The one complete flop was a push to get on "Google News". What was in there that also didn't work was the venting and commiserating that consistitute the bulk of the lines in a portion that increased over time. Near the end that's just about all the log was in yet another, albeit earlier, case for the pitfalls of not using logged channels for organizing.
I started in a hurry. I'll slow down and revisit the parts I'm not certain about replacing them with ones I understand. Today, after re-reading the grep man page, that means I have the following two lines:
The steps that I'd been doing manually, and I've trying to rewrite into an automation friendly form were at an ugly, awkward, and intermediate level of abstraction:
1) Take a browser. Take a blog. Open all of the side bar links.
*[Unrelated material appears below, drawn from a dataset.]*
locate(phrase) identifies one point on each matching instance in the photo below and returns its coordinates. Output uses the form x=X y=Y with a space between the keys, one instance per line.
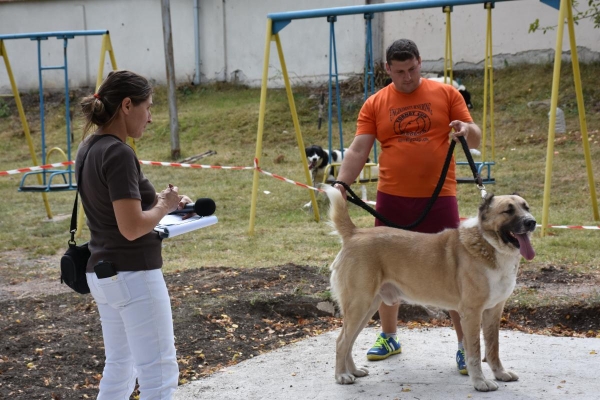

2) On each of those I'd go to the most recent post and look for a comment box.
3) If one was present, I'd slip a comment in.
4) If the blog was rich in sidebar links I'd open all the new ones.
5) Repeat to exhaustion finding few comment boxes.
6) Later revisit commented blogs looking for comment placement successes.
It's ugly and it imports peculiarities of both the meat in the chair and the web browser. I'm starting to calm. Finding the cut tool and putting together its clean replacement of the ugly second invocation of grep was a boost. I'll unroll what I'm trying to do with the rest of the crawler again and try to keep the pressure off lest flinging find its way back into the process.
Thank you again for the productive thread today and the clarity that followed.